Photo of Edward U. Condon
Awards & Distinctions
OSA Fellow Edward Uhler Condon was born on 2 March 1902, in Alamogordo, New Mexico, USA. After graduating from high school in Oakland, California in 1918, he worked as a journalist for three years at the Oakland Inquirer and other papers. He then attended the University of California, Berkeley, initially joining the College of Chemistry.  When he learned that his high school physics teacher had joined the faculty, he switched majors to take classes in theoretical physics. Condon earned his bachelor's degree in three years and his doctorate in two. His Ph.D. thesis combined work by Raymond Thayer Birge on measuring and analyzing band spectral intensities and a suggestion by James Franck.
Thanks to a National Research Council fellowship, Condon studied at G√∂ttingen under Max Born and at Munich under Arnold Sommerfeld. Under the latter, Condon rewrote his Ph.D. thesis using quantum mechanics, creating the Franck–Condon principle.
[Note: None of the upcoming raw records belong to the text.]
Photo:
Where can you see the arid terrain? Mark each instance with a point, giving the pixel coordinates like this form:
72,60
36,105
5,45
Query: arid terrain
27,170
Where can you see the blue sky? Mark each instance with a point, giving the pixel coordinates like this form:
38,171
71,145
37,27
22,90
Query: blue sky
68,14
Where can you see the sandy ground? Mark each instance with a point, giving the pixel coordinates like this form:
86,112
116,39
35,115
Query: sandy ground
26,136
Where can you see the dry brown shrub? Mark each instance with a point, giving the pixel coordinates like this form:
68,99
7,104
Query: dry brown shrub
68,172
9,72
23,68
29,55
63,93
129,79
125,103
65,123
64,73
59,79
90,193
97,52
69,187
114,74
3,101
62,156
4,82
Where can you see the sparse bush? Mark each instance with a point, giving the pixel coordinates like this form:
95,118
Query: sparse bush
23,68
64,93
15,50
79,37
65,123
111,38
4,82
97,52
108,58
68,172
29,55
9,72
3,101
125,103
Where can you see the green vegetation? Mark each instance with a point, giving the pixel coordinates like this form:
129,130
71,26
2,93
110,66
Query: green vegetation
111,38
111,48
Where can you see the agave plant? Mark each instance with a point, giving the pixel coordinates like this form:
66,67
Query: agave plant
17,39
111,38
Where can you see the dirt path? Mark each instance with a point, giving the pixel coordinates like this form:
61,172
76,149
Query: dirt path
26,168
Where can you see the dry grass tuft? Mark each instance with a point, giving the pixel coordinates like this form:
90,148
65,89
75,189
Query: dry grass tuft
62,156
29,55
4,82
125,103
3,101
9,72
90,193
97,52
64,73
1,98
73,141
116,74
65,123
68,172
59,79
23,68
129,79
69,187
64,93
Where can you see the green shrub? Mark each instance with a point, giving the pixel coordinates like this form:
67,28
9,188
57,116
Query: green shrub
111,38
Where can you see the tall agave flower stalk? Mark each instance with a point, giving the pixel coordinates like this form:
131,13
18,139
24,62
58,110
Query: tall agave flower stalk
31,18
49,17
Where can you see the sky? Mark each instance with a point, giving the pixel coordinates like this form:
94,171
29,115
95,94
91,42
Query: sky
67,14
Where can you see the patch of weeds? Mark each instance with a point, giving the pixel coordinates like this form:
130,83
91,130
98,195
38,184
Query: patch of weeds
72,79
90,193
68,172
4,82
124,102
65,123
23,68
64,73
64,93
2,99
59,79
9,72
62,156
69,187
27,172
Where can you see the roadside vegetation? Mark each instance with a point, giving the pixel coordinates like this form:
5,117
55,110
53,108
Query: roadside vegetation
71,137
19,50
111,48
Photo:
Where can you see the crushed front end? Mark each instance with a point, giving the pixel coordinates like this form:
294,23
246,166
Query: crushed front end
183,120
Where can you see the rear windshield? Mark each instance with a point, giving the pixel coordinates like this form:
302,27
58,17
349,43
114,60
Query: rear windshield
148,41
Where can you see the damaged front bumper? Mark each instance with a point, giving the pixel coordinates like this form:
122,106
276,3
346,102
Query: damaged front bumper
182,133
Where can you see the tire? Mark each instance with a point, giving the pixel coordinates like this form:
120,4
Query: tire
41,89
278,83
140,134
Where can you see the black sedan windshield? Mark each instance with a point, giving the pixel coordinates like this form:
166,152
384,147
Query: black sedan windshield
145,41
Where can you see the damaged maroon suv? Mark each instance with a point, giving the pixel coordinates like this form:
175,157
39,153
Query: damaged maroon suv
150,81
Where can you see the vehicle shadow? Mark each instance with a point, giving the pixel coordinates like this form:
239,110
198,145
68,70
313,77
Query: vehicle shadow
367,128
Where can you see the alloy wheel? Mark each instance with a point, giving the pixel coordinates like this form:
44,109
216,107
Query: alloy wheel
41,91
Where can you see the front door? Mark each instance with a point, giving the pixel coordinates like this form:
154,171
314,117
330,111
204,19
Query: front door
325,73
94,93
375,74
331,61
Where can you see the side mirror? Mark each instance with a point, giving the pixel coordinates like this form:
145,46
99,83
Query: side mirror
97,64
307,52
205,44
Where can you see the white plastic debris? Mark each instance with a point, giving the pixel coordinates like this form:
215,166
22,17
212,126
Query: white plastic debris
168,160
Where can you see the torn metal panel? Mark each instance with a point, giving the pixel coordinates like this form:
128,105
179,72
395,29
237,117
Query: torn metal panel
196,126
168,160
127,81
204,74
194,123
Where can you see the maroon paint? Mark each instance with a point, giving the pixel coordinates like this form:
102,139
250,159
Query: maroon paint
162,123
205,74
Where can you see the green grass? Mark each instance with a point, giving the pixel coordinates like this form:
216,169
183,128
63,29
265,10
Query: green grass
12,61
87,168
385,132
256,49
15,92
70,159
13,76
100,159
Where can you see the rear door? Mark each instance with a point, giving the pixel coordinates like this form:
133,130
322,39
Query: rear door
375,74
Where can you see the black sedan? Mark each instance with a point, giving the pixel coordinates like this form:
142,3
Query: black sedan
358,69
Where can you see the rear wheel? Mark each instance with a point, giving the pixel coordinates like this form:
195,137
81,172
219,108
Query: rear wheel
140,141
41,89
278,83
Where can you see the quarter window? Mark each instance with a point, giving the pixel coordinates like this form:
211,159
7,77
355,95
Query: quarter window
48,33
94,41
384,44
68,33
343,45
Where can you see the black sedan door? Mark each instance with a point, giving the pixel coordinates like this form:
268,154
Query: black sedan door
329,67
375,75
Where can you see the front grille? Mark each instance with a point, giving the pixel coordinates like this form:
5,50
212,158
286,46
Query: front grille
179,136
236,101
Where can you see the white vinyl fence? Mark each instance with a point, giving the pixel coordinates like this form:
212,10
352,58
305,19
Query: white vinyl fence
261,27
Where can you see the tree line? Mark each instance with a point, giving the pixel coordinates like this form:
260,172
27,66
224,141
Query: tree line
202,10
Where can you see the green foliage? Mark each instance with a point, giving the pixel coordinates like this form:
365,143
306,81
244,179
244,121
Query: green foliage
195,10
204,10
After seeing an ad in Physical Review, Condon worked in public relations at Bell Telephone Laboratories in fall 1927, in particular promoting their discovery of electron diffraction.

From 1928-1937, Condon was an associate professor of physics at Princeton University. With Philip M. Morse, he wrote Quantum Mechanics, the first English-language text on the subject in 1929. With G.H. Shortley, he wrote the Theory of Atomic Spectra, "a bible on the subject from the moment of its 1935 publication." In 1937, he became associate director of research at the Westinghouse Electric Company in Pittsburgh. While there, he established research programs in nuclear physics, solid-state physics, and mass spectroscopy. Later, he headed research on microwave radar development and worked on equipment used to isolate uranium for use in atomic bombs. He served as a consultant to the National Defense Research Committee during World War II and helped organize MIT's Radiation Laboratory. On 11 May 1940, Condon showcased his machine called the Nimatron at the 1940 New York World Fair and received a patent for it on 24 September 1940.
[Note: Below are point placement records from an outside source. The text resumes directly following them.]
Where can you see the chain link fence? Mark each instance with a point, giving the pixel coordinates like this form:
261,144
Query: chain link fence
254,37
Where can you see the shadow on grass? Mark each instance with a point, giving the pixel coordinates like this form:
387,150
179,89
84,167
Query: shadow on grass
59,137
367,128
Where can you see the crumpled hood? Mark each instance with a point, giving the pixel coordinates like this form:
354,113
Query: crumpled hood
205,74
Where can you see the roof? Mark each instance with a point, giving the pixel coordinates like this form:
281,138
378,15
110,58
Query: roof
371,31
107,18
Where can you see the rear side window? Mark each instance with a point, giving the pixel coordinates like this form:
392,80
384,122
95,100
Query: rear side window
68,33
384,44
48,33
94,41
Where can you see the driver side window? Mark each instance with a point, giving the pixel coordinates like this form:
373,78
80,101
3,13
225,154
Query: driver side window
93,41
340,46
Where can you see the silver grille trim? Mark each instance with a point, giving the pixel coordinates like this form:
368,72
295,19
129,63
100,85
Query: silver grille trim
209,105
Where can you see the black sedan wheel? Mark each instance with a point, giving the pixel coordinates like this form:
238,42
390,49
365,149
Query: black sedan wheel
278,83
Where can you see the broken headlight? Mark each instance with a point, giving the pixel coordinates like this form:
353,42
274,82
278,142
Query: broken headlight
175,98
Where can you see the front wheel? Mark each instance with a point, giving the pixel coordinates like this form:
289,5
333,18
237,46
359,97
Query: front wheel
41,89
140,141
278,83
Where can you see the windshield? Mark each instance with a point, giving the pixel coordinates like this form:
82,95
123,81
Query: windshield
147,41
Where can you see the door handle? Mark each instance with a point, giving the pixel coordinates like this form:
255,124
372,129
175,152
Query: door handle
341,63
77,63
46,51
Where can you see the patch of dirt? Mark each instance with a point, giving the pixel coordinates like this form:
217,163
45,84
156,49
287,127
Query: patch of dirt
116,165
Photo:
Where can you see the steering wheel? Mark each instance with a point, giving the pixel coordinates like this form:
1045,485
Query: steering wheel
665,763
He worked in for the U.S. Government in the 1940s and left to head research and development at Corning Glass Works in 1951. He served as AAAS President in 1953 and was a professor of physics at Washington University in St. Louis from 1956-1963.
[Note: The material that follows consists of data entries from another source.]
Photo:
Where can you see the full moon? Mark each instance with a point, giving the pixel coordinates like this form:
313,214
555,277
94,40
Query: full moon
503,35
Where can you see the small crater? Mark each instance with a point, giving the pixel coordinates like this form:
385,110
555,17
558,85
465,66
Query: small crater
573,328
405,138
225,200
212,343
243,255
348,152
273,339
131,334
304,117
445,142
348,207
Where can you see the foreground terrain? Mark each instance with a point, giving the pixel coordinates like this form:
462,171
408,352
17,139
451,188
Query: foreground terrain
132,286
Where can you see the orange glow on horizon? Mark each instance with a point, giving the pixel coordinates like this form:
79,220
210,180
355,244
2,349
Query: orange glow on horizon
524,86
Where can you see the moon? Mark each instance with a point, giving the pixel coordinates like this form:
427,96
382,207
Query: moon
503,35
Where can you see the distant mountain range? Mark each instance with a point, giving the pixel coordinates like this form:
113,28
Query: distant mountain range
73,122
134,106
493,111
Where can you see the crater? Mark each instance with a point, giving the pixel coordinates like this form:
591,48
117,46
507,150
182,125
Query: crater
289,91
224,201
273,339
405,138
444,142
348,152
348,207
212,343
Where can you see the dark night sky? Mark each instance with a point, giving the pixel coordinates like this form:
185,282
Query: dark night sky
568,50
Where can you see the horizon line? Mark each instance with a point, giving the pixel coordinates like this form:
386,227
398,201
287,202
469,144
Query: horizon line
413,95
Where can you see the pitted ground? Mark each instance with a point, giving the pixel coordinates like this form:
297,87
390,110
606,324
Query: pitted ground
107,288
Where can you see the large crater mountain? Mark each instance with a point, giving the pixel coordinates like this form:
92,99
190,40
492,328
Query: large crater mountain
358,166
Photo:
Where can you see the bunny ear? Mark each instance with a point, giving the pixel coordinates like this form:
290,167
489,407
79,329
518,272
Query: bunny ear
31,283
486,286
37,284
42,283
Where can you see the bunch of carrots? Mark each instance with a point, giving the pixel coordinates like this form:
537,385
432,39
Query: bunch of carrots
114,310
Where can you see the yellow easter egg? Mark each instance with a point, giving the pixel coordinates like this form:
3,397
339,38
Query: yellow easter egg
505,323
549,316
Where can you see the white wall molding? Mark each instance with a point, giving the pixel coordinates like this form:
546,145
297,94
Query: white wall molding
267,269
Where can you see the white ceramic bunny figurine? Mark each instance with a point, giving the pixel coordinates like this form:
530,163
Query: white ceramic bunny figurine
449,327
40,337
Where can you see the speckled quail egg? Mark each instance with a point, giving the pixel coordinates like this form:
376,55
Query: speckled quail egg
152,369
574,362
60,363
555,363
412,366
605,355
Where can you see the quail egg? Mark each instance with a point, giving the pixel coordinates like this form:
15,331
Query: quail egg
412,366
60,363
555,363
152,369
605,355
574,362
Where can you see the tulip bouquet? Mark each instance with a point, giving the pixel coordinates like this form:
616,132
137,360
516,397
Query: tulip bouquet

In 1963, he became a professor at the University of Colorado Boulder in addition to being a fellow of the Joint Institute for Laboratory Astrophysics. He directed a project on UFOs from 1966-1968. In 1964, he was president of the American Institute of Physics.

In 1968, OSA awarded him its highest honor, the Frederic Ives/Jarus Quinn Award.

He retired in 1970 and passed away in 1974.